Book 8: The Sound of one hand clapping by Richard Flannagan.
This is probably one of the most heart-wrencing books I have ever read. It begins in Tasmania in the 1950’s with a young girl whose mother committs suicide, and her immigrant, alcoholic father who is trying to desperately to escape his brutal past. He then bashes and beats his daughter til she finally leaves. 20 years later she returns to see him and the story resumes again. As you can imagine very depressing but it is beautifully written with redemption at the end. Transformation and redemption are key themse for me at the moment so it hit home in some ways and so I actually quite enjoyed reading it. Here is a quote I really liked:
“There was something about Bojan Buloh that strange evening something that approached the most curious innocence. As if innocence, thought Sinja, were not something one had before it was lost, a natural state into which one was born before life sullied it forever, but rather something that could only be arrived at after one had journeyed through all the evil life could manifest. He was lost and condemned to loss, he was damned and lived with the damned, but somehow, somehow because of what he had lived through he had acquired an innocence.”
Movie 4: Harry Potter and the Half Blood Prince.

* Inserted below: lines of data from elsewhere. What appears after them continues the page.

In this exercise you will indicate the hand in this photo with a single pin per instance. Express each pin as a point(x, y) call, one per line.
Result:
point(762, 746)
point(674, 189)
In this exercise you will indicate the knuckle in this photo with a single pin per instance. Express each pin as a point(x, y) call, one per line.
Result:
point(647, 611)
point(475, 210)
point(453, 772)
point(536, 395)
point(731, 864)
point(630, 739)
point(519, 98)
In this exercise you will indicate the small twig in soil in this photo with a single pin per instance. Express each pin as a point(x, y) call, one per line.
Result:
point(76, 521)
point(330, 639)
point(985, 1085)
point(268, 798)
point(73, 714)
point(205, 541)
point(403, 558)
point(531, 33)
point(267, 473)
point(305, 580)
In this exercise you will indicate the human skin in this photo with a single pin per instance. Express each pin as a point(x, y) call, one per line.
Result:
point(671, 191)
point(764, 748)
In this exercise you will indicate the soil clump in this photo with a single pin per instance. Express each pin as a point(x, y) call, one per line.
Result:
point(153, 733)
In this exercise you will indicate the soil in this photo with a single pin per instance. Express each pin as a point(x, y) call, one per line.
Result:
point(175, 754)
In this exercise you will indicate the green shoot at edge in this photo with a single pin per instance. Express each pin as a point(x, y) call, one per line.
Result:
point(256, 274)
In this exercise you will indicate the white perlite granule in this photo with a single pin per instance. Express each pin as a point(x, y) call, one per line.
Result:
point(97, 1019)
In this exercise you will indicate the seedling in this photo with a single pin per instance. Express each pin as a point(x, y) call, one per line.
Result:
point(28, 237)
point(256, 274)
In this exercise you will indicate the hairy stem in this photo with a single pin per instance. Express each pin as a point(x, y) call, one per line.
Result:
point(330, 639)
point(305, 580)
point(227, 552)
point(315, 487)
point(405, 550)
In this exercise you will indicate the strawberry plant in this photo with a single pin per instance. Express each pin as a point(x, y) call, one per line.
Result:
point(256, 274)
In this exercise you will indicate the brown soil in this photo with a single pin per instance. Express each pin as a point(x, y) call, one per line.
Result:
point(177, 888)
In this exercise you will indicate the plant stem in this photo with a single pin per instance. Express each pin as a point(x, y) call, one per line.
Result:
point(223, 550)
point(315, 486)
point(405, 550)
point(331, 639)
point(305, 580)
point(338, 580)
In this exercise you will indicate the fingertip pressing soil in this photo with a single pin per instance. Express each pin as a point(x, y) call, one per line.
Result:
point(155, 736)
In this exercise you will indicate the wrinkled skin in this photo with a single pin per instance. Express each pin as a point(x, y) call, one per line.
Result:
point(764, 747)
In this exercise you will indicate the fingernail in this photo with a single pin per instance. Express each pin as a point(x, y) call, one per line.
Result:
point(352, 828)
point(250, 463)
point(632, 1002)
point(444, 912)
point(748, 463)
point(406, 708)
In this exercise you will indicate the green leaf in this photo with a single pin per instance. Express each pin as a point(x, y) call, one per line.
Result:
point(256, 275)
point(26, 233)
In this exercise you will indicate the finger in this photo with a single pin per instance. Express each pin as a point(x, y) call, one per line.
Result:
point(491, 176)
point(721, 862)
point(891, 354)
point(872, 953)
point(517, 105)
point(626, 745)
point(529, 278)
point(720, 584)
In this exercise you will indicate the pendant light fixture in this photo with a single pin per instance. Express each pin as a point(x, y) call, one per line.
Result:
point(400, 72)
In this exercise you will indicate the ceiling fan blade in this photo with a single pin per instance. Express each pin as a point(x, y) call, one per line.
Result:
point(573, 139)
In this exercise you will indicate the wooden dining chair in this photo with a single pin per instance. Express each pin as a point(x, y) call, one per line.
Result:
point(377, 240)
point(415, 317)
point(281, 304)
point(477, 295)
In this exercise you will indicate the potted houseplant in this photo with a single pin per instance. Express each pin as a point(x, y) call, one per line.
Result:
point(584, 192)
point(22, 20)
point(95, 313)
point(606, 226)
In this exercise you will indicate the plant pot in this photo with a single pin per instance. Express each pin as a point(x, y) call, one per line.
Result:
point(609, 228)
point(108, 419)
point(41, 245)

I liked it although I was glad I had read the books. It missed so much which didn’t overly trouble me as I was able to fill in the rest for myself but Martin asked me a few questions after which made me realise that it would have lacked much without having read them. Like others have said I thought the first kiss was fairly poor but I can’t complain about anything else. I thought the child Voldermort was the freakist child and Snape and the other “baddies” as usual outshon the “goodies” but they didn’t do too badly either really.